Ordinary Ethernet Cables Can Run Trillion-Parameter Models! Moonshot AI Unveils Breakthrough Architecture: No Need to Buy All H100s! 1T Model Test Shows 64% Latency Drop! The 'Siege' of Large Model Inference is Broken!

In the world of AI engineering, long-context inference has always been a "rich man's disease."

To make large models respond faster, vendors have been forced to cram thousands of expensive GPUs into the same data center, equipped with sky-high priced InfiniBand switches.

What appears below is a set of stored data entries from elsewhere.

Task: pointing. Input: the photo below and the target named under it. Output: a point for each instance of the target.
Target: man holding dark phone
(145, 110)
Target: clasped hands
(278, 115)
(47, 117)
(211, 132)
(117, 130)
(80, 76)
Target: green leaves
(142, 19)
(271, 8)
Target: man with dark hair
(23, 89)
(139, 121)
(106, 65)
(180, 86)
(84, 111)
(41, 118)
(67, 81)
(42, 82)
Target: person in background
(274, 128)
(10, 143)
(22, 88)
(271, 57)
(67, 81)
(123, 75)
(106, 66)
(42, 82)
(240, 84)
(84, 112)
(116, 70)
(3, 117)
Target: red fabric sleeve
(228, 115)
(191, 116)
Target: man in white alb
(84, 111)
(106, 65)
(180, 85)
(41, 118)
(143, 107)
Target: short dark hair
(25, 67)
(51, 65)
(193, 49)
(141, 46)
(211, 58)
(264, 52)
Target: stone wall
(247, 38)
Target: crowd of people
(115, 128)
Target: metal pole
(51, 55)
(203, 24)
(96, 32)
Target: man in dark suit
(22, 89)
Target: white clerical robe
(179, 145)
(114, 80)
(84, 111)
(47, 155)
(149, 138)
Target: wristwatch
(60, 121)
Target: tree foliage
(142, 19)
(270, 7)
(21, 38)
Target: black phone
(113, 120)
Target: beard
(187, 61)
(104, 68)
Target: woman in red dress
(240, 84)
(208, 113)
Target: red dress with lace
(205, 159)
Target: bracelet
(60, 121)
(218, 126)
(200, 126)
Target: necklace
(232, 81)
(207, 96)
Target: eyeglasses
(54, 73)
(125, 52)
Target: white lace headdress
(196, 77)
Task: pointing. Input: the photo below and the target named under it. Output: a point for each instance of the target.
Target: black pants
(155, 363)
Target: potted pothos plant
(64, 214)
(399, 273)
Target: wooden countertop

There is only one reason: KVCache (Key-Value Cache) is too heavy. As soon as data crosses out of the data center or over ordinary network cables, transmission latency instantly cripples the system, turning inference into "slow motion."

Must computing power only dance on expensive "isolated islands"?

Recently, Moonshot AI published a groundbreaking paper proposing the PrfaaS (Prefill-as-a-Service) architecture. They used a set of astonishing data to prove: Even without exorbitant network costs, relying on ordinary Ethernet cables, cross-datacenter scheduling for trillion-parameter models is achievable!

Targeting the Large-Scale LLM Inference Challenge: The KVCache Bandwidth Bottleneck

Friends following the AI circle should now be familiar with the concept of PD Separation.

Moonshot's paper, simply put, directs its sword at a very practical problem in large-scale LLM services:

How to efficiently separate Prefill and Decode across different data centers and heterogeneous hardware environments without being limited by KVCache transmission bandwidth.

In the past, cross-datacenter inference was considered "engineering suicide" because the KVCache of traditional models acts like a tsunami, instantly exploding bandwidth capacity.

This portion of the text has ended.